A naval petty officer, who had been standing by the bookstall motionless, suddenly strode forward and held a girl in his arms.

Two military police, with their red caps, scrutinized the assembly as though it might contain German spies. The music of a military band blared out of a microphone. Officers and men of the Tank Corps in black berets made their way to a moving staircase. A lady at the bookstall asked for the Psychic News and was annoyed at not getting it.

Two nurses asked a porter to get them a taxi-cab.

“You’ll ’ave to queue up, ladies,” said the porter. “A bit of a curse, I know, but there’s a war on.”

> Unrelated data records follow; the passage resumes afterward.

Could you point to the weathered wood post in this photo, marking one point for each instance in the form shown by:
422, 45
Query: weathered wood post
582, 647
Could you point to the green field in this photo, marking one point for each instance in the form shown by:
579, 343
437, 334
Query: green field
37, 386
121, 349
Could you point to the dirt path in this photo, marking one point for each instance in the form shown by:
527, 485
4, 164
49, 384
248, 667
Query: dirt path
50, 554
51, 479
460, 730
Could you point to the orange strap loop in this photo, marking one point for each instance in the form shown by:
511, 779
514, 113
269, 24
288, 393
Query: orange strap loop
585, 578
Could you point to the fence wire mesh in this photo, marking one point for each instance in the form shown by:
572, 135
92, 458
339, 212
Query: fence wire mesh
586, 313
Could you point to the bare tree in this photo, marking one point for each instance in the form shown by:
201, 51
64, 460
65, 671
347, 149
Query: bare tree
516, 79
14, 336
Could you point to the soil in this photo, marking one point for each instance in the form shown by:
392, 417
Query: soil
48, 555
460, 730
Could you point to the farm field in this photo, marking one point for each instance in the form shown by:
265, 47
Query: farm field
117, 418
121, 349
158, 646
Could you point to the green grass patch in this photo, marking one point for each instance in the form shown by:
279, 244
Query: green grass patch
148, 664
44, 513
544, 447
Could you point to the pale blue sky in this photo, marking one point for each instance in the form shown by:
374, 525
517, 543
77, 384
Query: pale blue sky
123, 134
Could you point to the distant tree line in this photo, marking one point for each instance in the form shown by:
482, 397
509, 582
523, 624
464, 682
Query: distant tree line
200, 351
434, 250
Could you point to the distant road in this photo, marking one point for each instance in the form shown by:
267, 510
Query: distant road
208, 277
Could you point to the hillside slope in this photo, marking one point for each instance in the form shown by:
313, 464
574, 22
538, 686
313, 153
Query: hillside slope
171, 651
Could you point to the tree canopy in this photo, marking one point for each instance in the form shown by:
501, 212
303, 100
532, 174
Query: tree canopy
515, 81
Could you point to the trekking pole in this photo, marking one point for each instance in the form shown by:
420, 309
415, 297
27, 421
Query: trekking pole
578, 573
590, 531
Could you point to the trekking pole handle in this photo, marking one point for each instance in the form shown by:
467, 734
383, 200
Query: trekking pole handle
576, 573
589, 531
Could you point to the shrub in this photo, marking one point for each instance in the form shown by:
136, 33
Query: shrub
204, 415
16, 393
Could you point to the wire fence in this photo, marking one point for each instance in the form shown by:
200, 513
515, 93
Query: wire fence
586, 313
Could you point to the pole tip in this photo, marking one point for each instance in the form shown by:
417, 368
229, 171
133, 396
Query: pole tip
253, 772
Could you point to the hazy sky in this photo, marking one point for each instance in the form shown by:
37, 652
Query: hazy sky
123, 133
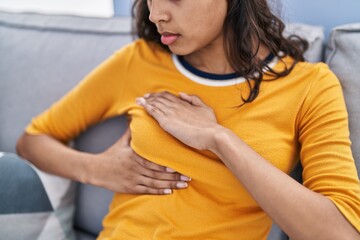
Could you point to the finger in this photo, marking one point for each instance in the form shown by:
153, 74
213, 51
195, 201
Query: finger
164, 175
150, 165
193, 99
162, 184
127, 136
154, 112
140, 189
162, 104
165, 94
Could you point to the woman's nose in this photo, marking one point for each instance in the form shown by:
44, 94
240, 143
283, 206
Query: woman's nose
158, 11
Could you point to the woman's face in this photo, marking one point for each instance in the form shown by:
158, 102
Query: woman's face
187, 26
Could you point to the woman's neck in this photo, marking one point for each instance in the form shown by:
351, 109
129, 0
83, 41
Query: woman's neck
215, 60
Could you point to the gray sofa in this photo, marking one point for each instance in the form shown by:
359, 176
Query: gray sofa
42, 57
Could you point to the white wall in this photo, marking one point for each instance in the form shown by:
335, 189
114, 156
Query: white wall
95, 8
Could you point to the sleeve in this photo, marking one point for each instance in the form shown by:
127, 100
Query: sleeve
328, 164
92, 100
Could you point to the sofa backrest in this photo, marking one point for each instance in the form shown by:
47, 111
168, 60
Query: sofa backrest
343, 57
42, 58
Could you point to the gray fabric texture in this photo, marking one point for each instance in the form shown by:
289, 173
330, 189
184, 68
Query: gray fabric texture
19, 192
42, 58
314, 35
92, 202
343, 57
27, 207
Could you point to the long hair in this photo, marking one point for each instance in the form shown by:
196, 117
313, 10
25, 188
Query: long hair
248, 24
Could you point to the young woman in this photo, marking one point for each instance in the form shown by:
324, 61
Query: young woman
214, 92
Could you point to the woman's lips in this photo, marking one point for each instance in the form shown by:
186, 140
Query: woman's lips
169, 38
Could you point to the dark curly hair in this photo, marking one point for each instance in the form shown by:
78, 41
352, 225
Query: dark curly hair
244, 18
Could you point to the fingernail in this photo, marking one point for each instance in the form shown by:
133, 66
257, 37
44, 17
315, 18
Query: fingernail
167, 191
185, 178
181, 185
170, 170
140, 101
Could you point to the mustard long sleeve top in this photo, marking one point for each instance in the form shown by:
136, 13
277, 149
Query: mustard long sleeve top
300, 116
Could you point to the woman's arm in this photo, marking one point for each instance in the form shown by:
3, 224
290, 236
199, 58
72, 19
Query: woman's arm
300, 212
118, 169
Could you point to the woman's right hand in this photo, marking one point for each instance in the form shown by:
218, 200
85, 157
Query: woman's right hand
120, 169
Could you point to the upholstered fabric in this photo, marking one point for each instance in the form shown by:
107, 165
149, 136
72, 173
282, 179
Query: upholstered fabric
33, 205
44, 56
343, 57
314, 36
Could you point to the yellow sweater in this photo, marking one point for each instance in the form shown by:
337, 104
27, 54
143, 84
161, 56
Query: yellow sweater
301, 116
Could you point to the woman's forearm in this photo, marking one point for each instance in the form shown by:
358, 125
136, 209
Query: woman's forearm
54, 157
300, 212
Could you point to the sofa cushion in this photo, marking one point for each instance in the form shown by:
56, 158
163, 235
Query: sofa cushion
313, 34
42, 58
342, 56
33, 205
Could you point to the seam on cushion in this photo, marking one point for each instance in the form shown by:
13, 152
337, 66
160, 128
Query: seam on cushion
63, 29
118, 25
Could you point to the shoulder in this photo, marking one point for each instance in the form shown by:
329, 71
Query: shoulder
308, 75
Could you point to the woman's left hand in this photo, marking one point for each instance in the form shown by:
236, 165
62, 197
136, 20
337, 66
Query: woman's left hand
185, 117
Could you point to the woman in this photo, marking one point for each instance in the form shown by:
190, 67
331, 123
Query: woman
265, 109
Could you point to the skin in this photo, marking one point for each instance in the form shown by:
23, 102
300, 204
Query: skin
118, 169
320, 219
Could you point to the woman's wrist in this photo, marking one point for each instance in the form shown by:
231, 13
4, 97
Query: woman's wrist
220, 136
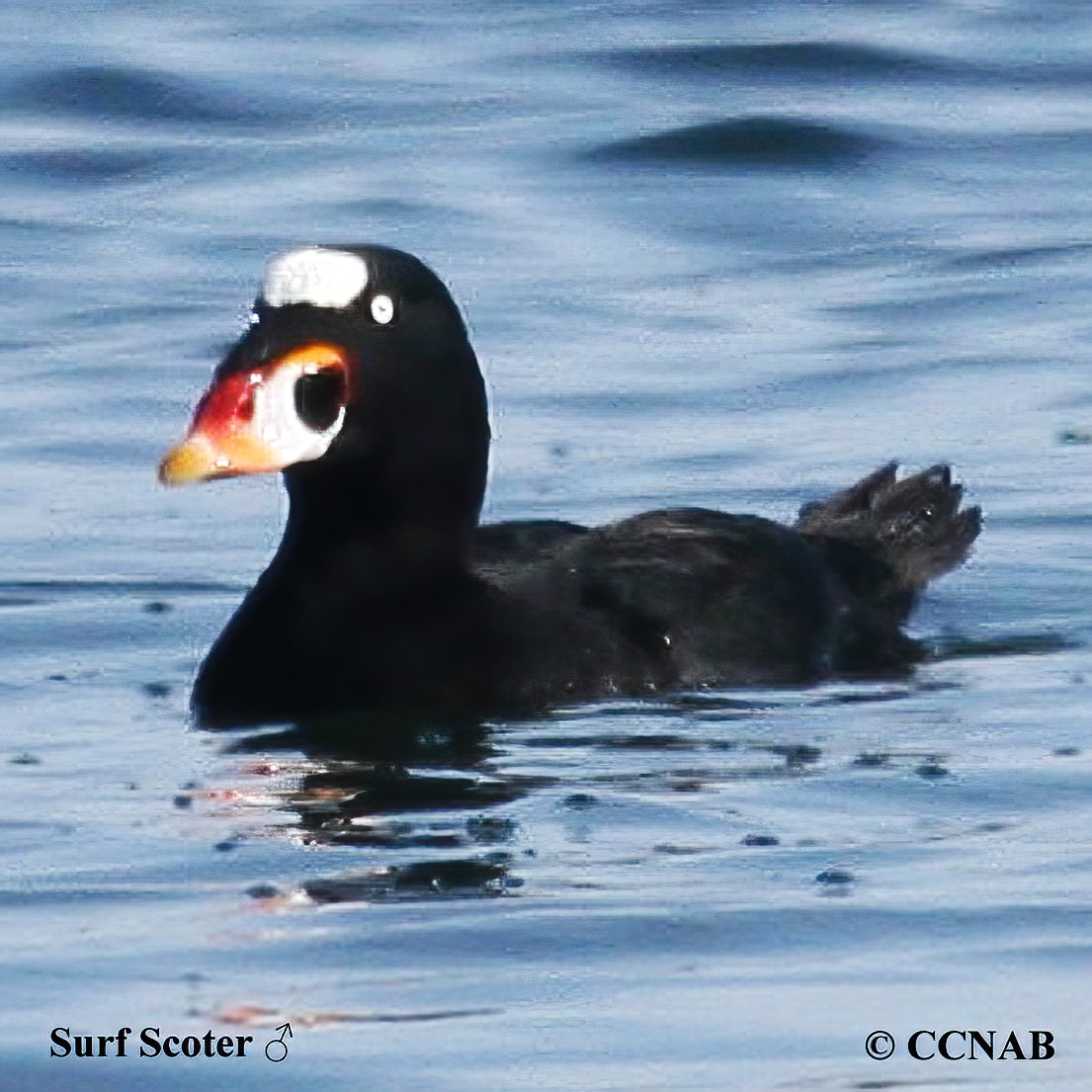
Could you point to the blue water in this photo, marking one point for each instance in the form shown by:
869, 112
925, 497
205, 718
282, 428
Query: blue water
734, 255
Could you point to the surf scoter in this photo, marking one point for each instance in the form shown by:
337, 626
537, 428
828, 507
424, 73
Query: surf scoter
357, 381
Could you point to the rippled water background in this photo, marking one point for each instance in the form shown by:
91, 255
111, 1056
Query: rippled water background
730, 253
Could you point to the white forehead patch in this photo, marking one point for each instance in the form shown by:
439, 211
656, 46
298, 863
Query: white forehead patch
314, 276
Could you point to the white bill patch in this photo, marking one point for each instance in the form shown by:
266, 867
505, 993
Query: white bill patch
314, 276
276, 422
382, 309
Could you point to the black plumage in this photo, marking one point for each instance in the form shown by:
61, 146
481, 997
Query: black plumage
386, 595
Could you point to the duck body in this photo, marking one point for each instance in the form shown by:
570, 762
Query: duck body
386, 595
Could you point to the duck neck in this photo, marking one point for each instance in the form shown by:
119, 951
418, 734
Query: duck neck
373, 537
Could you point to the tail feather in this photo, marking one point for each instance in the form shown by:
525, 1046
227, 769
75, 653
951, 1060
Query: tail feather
914, 524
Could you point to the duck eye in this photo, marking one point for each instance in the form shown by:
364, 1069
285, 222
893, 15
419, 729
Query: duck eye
382, 309
319, 398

“We’ve heard that before,” said one of the nurses. “It’s an excuse for red tape and a lot of damn nonsense.”

“I wouldn’t be surprised if you ain’t right, lady,” said the porter with a laugh.

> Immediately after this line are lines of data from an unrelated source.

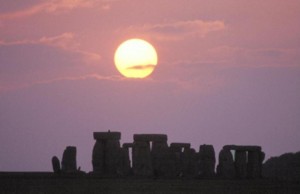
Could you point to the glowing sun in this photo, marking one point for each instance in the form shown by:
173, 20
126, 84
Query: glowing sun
135, 58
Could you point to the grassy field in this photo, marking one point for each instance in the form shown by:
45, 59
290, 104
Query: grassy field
44, 183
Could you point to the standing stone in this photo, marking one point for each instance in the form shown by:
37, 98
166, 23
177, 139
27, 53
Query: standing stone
69, 160
125, 166
225, 167
254, 166
107, 153
207, 161
98, 157
162, 165
113, 157
241, 164
141, 156
178, 151
56, 165
190, 167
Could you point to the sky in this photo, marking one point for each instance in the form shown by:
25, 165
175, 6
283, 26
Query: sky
228, 73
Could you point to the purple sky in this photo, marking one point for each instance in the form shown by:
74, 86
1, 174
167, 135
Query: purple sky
228, 73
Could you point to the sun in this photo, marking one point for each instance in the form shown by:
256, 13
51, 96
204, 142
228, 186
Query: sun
135, 58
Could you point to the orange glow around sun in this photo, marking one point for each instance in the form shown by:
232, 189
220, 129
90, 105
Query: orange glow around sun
135, 58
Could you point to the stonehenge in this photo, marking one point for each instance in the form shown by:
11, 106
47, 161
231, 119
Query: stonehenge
68, 163
246, 163
150, 155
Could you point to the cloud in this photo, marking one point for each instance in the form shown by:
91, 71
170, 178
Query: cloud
13, 87
53, 6
180, 29
65, 41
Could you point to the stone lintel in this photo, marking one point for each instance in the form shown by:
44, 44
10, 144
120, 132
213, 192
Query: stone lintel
111, 135
150, 137
127, 145
180, 145
242, 148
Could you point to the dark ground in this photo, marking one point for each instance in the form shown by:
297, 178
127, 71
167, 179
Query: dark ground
44, 183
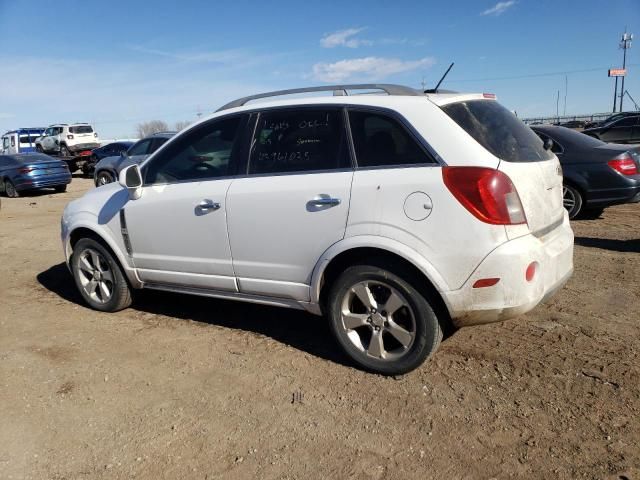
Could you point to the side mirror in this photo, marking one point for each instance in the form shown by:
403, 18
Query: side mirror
131, 179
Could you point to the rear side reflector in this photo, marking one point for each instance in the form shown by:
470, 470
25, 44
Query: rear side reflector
488, 194
624, 164
530, 273
485, 282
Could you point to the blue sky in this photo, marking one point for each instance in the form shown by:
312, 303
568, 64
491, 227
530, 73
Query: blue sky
118, 63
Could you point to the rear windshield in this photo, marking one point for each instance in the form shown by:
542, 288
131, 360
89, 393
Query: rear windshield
498, 130
81, 129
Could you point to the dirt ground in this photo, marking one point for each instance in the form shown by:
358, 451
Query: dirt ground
187, 387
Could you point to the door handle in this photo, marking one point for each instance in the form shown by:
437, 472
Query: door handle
206, 206
324, 200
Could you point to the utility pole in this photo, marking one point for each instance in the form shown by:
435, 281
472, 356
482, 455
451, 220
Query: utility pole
625, 44
566, 86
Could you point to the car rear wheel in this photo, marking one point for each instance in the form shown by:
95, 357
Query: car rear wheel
381, 321
103, 178
99, 277
572, 200
10, 189
591, 214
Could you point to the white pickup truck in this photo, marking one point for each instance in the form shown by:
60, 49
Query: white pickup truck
68, 140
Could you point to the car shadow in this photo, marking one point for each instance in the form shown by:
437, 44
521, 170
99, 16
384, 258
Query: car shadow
298, 329
626, 246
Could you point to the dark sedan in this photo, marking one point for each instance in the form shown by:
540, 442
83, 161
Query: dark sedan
622, 129
107, 169
108, 150
31, 171
596, 175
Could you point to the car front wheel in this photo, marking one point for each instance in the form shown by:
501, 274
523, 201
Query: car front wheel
381, 321
572, 200
99, 277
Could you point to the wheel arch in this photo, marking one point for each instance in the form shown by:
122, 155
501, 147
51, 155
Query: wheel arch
83, 231
352, 252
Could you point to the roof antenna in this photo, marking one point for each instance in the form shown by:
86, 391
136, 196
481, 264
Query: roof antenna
435, 90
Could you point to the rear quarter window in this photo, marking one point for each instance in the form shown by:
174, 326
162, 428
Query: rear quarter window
498, 130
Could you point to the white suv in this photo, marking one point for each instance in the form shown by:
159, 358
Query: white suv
68, 139
394, 215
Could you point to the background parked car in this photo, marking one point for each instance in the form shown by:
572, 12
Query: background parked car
625, 129
107, 169
108, 150
30, 171
67, 139
21, 140
596, 174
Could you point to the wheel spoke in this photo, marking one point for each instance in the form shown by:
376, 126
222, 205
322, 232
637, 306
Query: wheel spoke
352, 320
104, 291
394, 302
85, 265
376, 345
363, 292
90, 288
95, 258
399, 333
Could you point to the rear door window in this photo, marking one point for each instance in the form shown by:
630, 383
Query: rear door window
498, 130
81, 129
380, 140
299, 140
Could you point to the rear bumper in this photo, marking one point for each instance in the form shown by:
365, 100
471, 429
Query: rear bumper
613, 196
49, 181
513, 295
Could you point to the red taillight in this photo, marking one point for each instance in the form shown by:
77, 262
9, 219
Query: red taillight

Edward D. Haddon, of Taunton, Massachusetts, looked and listened. He liked to hear the Cockney dialect. The people who spoke it had been through the London Blitz. They had known how to take it. Friends of his in Taunton boasted of having Cockney ancestors.

Edward D. Haddon, having no one to talk to in this crowd, talked to himself inside his head.

“These people don’t take the war grimly. They certainly are a cheerful crowd. They look as though they’re winning this war and know the worst is over. Well, I guess that’s right, though there’s still a long way to go. That’s why I’m here. I guess we’ll have to do a hell of a lot of fighting before the Germans crack. British and Americans fighting together. That kills the Ancient Grudge, and time enough, too. It’s a hell of a long time since George Three and the Declaration of Independence. Some of our Isolationists still want to fan up that old stuff. Some of my bunch come over with their old school-book prejudices which break down mostly when they’ve seen the inside of an English home. We’re turning over a page in history, I guess. Maybe I’ll see what’s on the next page. I’ll be glad to know. That’s a striking-looking girl over there. I wonder why she looked at me like that. I like her brown eyes and her straight little nose. She looks like Rosalind in As You Like It. She walks with a long free stride like so many English girls. And she’s going toward Platform 7, which is mine, I’m told.”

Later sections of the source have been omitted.